Tatsächlich können hinsichtlich der Menschenrechtslage im Jahr 2016 keine Verbesserungen festgestellt werden. Die Todesstrafe bleibt in Kraft. Beamte verfolgen weiterhin Menschenrechtsaktivisten und kritische Journalisten auf Grundlage falscher Anschuldigungen. Internationale Beobachter erkennen einige Fortschritte bei den Parlamentswahlen im September, fordern aber zusätzliche Reformen. Unter Bezugnahme auf die Freilassung politischer Gefangener und verbesserte Wahlen hat die Europäische Union Sanktionen aufgehoben. Die Behörden weigern sich aber nach wie vor, mit dem Sonderberichterstatter der Vereinten Nationen für Belarus zusammenzuarbeiten. Im Oktober 2016 schloss die Regierung einen Aktionsplan zur Umsetzung der Empfehlungen der UN-Menschenrechtsvertragsorgane und des UN Menschenrechtsrates ab. Der Plan ist allerdings nicht spezifisch genug, um die bürgerlichen und politischen Rechte angemessen zu berücksichtigen (HRW 12.1.2017).
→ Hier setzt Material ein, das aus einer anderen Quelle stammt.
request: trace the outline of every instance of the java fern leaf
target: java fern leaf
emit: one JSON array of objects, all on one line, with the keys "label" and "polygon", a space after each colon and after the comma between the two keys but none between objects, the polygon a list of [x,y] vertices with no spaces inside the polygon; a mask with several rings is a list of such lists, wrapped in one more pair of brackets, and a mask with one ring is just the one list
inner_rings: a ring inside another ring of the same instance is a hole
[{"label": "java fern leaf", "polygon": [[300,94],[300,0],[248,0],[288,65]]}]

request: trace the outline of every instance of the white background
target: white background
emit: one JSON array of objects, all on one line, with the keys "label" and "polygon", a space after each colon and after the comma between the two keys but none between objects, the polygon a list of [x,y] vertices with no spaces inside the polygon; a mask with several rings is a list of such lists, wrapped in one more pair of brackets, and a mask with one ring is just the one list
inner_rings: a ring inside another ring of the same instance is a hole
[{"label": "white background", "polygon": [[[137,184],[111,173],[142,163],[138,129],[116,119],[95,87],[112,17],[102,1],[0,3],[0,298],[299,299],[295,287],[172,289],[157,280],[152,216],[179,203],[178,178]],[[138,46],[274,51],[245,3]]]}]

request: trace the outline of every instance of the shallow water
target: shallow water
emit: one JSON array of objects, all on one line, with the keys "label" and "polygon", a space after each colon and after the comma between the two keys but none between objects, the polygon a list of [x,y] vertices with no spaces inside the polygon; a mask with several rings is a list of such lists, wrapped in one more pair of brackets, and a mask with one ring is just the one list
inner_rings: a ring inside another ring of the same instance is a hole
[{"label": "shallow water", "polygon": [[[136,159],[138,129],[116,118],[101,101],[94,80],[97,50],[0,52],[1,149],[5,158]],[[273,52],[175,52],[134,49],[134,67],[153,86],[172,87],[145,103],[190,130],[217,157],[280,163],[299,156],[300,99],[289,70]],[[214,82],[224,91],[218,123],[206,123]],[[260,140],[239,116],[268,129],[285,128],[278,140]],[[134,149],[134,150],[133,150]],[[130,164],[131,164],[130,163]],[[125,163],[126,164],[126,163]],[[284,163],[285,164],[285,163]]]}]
In seinem jüngsten Bericht an den Menschenrechtsrat berichtete der Sonderberichterstatter über die Verschlechterung der Menschenrechtssituation in Weißrussland, insbesondere nach der groß angelegten organisierten Unterdrückung von Demonstranten im März 2017, die friedlich gegen die Anwendung eines Präsidialerlasses demonstrierten, der eine unmittelbare Bedrohung für die sozialen und wirtschaftlichen Rechte von hunderttausenden von Weißrussen darstellte. Die heftigen Interventionen staatlicher Agenten nach diesen Demonstrationen alarmierten die internationale Gemeinschaft und erinnerten einmal mehr an den zyklischen Aspekt der Repression im Land. Nachdem die Regierung einige Schritte in Richtung einer Lockerung der Verfolgung unternommen hat, kehrte sie schließlich wieder zu vermehrten Repressionen insbesondere gegen Menschenrechtsaktivisten und Journalisten zurück (UN 22.9.2017).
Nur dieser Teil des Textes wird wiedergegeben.